US confirms use of 'advanced AI tools' amid debate if AI error led to deadly attack on Iran school
CENTCOM confirms AI use in Iran war as investigators examine intelligence failure behind school bombing.
The United States military has confirmed for the first time that it is deploying a 'variety' of advanced artificial intelligence (AI) tools in its war against Iran.
The admission by Admiral Brad Cooper, head of US Central Command (CENTCOM), comes as a preliminary government investigation has found American forces responsible for one of the most devastating military errors in recent decades: the bombing of an elementary school.
Speaking in a video message on Wednesday, Admiral Cooper defended the use of the technology, asserting that it allows "warfighters" to navigate the complexities of modern battlefields.
"Our warfighters are leveraging a variety of advanced AI tools. These systems help us sift through vast amounts of data in seconds so our leaders can cut through the noise and make smarter decisions faster than the enemy can react," Cooper stated.
He stressed that whilst the technology turns processes that used to take days into seconds, "Humans will always make final decisions on what to shoot and what not to shoot."
The Minab Targeting Fiasco
Despite Cooper's assurances of human oversight, The New York Times has reported that a preliminary probe into the 28 February strike on the Shajarah Tayyebeh elementary school in Minab points to a "targeting fiasco."
The Tomahawk missile strike killed 175 people, including 150 schoolgirls and staff.
Investigators believe that officers at CENTCOM generated the strike coordinates using outdated intelligence provided by the Defence Intelligence Agency.
The school building—painted in bright blue and pink with sports fields clearly visible on the asphalt—had been partitioned off from an adjacent military base in 2016.
However, the site remained in military databases as an active target.
This has triggered an intense debate over whether AI tools failed to identify the school's civilian status or if the "fatal chain of assumptions" was entirely human-driven.
Dr Craig Jones of Newcastle University told The Times: "At this point, we can't rule out that AI may have failed to identify the school as a school and instead identified it as a military target."
AI Without Oversight Taking Lives
The confirmation of AI usage has sparked global alarm, with critics arguing that the speed of the "kill chain" has eroded ethical restraints.
The Iranian Red Crescent Society reported on Wednesday that nearly 20,000 civilian buildings and 77 healthcare facilities have been damaged.

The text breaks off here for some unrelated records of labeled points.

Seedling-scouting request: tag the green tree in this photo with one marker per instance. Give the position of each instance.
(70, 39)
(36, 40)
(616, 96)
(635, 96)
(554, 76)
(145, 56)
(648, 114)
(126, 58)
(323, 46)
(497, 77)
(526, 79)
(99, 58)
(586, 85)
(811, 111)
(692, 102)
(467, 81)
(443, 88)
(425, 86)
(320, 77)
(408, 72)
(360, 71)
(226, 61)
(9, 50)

Beijing has joined the criticism, with the Chinese Defence Ministry warning that giving algorithms the power to determine life and death risks a "technological runaway."

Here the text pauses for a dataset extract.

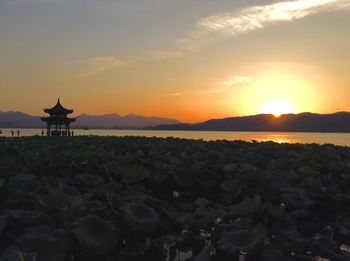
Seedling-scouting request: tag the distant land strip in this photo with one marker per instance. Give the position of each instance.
(303, 122)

The Trump administration, however, remains defiant.
Following a legal battle with the tech firm Anthropic over the ethical use of AI, Pentagon spokeswoman Kingsley Wilson stated that US forces would not be "held hostage by Silicon Valley ideology."
As investigators continue to piece together how such a "picture-perfect" precision strike could hit a building full of children, the incident has exposed the lethal risks of marrying high-speed AI processing with flawed, outdated intelligence and a lack of meaningful human oversight.